On Sat, Jan 2, 2021 at 5:33 PM Jeff Law <law@redhat.com> wrote:


On 12/30/20 3:48 PM, Ian McInerney wrote:
>
>
> On Wed, Dec 30, 2020 at 7:54 PM Ben Cotton <bcotton@redhat.com
> <mailto:bcotton@redhat.com>> wrote:
>
>     https://fedoraproject.org/wiki/Changes/LTOBuildImprovements
>     <https://fedoraproject.org/wiki/Changes/LTOBuildImprovements>
>
>
>     == Summary ==
>     Currently all packages that are not opted out of LTO include
>     -ffat-lto-objects in their build flags.  This proposal would remove
>     -ffat-lto-objects from the default LTO flags and only use it for
>     packages that actually need it.
>
>     == Owner ==
>     * Name: [[User:law | Jeff Law]]
>     * Email: law@redhat.com <mailto:law@redhat.com>
>
>
>     == Detailed Description ==
>     -ffat-lto-objects was added to the default LTO flags to ensure that
>     any installed .o/.a files included actual compiled code rather than
>     just LTO bytecodes (which are stripped after the install phase).
>     However, that is wasteful from a compile-time standpoint as few
>     packages actually install any .o/.a files.
>
>     This proposal would remove -ffat-lto-objects from the default LTO
>     flags and packages that actually need the option would have to opt-in
>     via an RPM macro in their .spec file.  This should significantly
>     improve build times for most packages in Fedora.
>
>
> Does this mean that packages that are explicitly shipping a static
> library to the end user need to enable this macro to allow the
> installed static library to be usable by an end-user's compiler?
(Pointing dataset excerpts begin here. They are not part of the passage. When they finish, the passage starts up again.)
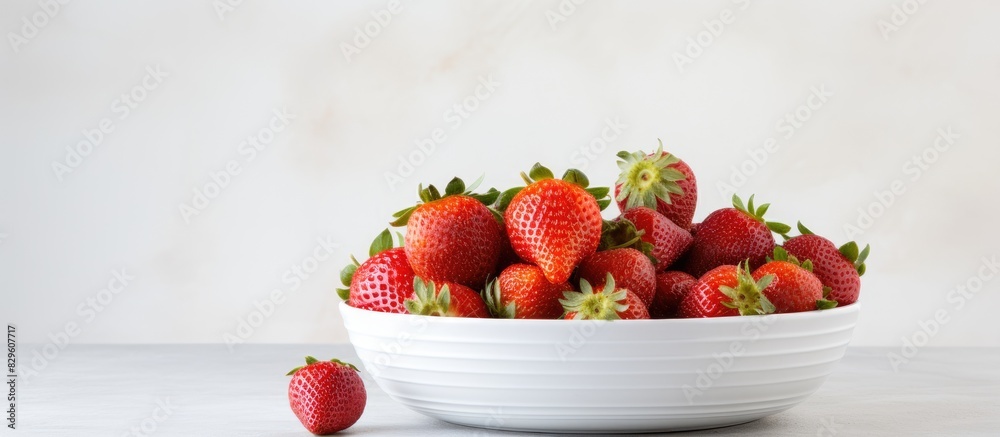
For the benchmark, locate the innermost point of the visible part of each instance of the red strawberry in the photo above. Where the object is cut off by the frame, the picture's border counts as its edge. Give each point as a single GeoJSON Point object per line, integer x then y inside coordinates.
{"type": "Point", "coordinates": [554, 223]}
{"type": "Point", "coordinates": [669, 240]}
{"type": "Point", "coordinates": [382, 282]}
{"type": "Point", "coordinates": [660, 181]}
{"type": "Point", "coordinates": [731, 235]}
{"type": "Point", "coordinates": [522, 292]}
{"type": "Point", "coordinates": [840, 269]}
{"type": "Point", "coordinates": [610, 303]}
{"type": "Point", "coordinates": [794, 287]}
{"type": "Point", "coordinates": [454, 238]}
{"type": "Point", "coordinates": [727, 291]}
{"type": "Point", "coordinates": [670, 290]}
{"type": "Point", "coordinates": [633, 269]}
{"type": "Point", "coordinates": [446, 300]}
{"type": "Point", "coordinates": [326, 396]}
If
> this is the case, then the packaging guidelines should be updated to
> reflect this.
Yes and the change request reflects that an update to the packaging
guidelines is necessary.


The proposal only says the macro will be documented, but doesn't go into any more detail. I think it would be beneficial if the proposal mentioned the macro would become required for static library packages and that policy needs to be added - since that is adding a new MUST section to the packaging guidelines.